Le 67e sommet de la CEDEAO s’est tenu le dimanche passé à Abuja avec un objectif important : réconcilier l’organisation avec l’Alliance des États du Sahel (AES). Et à ce propos, «la Conférence a salué l’engagement diplomatique exemplaire de Son Excellence Faure Essozimna Gnassingbé…pour aplanir les divergences entre la CEDEAO et les États membres de l’AES» (sic), aux côtés de certains de ses homologues.
Une reconnaissance diplomatique méritée lorsqu’on revisite les efforts inlassables déployés par le Président du Conseil togolais qui ont grandement contribué à maintenir la paix et la stabilité dans notre sous-région en proie à des soubresauts diplomatiques visant à ramener les États de l’AES au sein de la CEDEAO de gré ou de force. Cette dernière option a failli basculer toute la sous-région dans une instabilité aux issues inconnues n’eut été le pragmatisme du Président Faure Gnassingbé qui a réussi à dissuader les va-t-en-guerre et à les amener à privilégier la diplomatie et le dialogue.

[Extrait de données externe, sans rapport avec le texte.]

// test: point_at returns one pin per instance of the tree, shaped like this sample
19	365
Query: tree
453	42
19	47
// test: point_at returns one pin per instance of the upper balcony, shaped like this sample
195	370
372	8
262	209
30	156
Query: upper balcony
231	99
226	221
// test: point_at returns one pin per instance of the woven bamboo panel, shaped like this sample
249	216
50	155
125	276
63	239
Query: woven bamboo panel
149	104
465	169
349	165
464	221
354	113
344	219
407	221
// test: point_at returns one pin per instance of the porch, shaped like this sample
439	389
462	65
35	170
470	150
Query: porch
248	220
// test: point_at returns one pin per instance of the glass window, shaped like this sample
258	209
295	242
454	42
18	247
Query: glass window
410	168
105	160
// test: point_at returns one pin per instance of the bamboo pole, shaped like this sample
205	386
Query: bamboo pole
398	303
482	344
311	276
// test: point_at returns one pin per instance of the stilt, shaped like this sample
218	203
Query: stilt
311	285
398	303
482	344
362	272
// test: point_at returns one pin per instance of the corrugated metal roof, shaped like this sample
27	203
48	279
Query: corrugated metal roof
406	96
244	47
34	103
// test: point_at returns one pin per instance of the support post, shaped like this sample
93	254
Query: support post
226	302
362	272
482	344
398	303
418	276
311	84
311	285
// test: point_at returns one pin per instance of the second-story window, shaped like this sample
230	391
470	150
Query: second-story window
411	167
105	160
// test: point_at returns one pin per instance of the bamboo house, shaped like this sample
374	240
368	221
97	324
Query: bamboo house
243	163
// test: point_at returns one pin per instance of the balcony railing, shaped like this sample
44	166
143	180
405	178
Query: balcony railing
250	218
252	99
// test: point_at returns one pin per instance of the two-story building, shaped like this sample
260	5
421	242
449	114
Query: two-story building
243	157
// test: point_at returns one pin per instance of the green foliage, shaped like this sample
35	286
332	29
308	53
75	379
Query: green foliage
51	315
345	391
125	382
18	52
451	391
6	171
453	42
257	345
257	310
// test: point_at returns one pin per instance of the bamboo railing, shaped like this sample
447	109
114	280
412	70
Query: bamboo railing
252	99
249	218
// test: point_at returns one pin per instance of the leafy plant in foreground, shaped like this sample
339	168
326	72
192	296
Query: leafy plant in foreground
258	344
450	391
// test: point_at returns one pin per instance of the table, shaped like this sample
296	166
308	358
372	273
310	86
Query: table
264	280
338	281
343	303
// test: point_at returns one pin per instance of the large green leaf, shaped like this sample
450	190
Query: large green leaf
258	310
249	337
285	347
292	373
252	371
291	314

Pour rappel, la Communauté économique des États de l’Afrique de l’Ouest traverse une période difficile. En janvier 2025, trois pays sahéliens ont officiellement quitté l’organisation.Le Mali, le Burkina Faso et le Niger ont formé l’Alliance des États du Sahel (AES) après leur départ effectif de la CEDEAO.
Créée en 1975, la CEDEAO fête donc ses cinquante ans dans un climat de tensions inédites. L’organisation qui comptait quinze membres n’en rassemble plus que douze aujourd’hui. Cette situation compromet l’intégration économique et sécuritaire de la région ouest-africaine.

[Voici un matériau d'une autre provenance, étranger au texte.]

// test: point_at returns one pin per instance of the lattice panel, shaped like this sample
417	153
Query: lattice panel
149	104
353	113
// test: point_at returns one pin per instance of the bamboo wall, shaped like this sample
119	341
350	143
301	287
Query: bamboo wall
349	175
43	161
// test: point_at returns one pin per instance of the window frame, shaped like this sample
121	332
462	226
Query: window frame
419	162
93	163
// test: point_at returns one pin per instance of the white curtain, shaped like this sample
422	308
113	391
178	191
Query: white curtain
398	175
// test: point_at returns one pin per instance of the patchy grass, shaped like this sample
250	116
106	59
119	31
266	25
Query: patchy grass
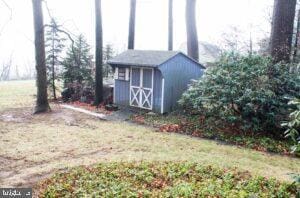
17	94
34	146
161	180
210	129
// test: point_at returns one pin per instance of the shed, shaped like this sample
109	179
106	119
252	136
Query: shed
153	80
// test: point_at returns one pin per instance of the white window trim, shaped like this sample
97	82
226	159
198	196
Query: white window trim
116	75
162	96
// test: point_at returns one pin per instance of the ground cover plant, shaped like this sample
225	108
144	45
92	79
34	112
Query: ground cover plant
168	179
196	126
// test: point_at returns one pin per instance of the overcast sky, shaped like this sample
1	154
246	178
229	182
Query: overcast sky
214	17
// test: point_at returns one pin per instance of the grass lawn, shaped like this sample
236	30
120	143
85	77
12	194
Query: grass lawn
34	146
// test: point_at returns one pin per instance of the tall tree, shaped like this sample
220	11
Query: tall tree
170	26
42	104
131	32
297	36
282	29
54	48
78	70
191	29
99	54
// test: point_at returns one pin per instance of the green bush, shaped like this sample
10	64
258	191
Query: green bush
248	91
161	179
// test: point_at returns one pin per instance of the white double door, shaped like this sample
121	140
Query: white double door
141	87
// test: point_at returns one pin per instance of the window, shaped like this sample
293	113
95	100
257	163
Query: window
122	73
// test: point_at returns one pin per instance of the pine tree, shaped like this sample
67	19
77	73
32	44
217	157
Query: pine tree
131	33
77	65
54	48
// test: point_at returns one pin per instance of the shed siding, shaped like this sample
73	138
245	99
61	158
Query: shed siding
121	92
178	73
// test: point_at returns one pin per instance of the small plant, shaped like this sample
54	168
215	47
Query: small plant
293	126
161	179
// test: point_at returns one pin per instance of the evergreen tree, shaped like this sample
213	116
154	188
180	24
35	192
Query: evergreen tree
78	63
108	53
54	48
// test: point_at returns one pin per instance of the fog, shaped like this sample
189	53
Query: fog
214	17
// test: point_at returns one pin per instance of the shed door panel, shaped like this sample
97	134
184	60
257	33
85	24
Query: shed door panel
141	89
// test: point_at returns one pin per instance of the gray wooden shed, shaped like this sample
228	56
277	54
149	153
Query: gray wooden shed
153	80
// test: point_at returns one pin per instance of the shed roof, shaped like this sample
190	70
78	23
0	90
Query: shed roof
147	58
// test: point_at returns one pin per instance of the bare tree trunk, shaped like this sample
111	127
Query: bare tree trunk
191	30
282	29
99	54
42	104
131	32
296	45
170	26
53	68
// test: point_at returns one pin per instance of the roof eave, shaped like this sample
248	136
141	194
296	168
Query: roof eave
114	64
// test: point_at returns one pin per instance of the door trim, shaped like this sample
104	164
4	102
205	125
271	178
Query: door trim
140	91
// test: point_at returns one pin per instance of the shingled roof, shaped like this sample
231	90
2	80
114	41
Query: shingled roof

Un cadre de négociations a été établi le 22 mai 2025 à Bamako. Les ministres des Affaires étrangères de l’AES ont rencontré le président de la Commission CEDEAO, Omar Alieu Touray.
Ils ont défini les axes de discussion : politique, institutionnel, sécuritaire et économique. Cette rencontre marque une première étape vers un dialogue constructif.
Les deux parties se sont engagées à préserver certains acquis de l’intégration. La libre circulation des personnes reste notamment maintenue en attendant de futurs accords.
Le sommet d’Abuja a abordé plusieurs priorités cruciales. La lutte contre le terrorisme reste l’enjeu sécuritaire principal dans une région confrontée aux groupes armés.
La gouvernance démocratique figurait aussi à l’ordre du jour. Les coups d’État récents dans la région questionnent les mécanismes de protection des institutions démocratiques. L’organisation doit repenser ses outils d’intervention pour prévenir l’instabilité politique.
L’autonomisation financière constitue un autre défi majeur. La CEDEAO dépend encore largement des contributions externes pour financer ses activités. Renforcer ses ressources propres permettrait d’améliorer son efficacité et sa crédibilité.
Ce 67e sommet représentait un tournant pour l’avenir de la CEDEAO. À cinquante ans, l’organisation a compris qu’il faut se réinventer pour retrouver son rôle de pilier régional.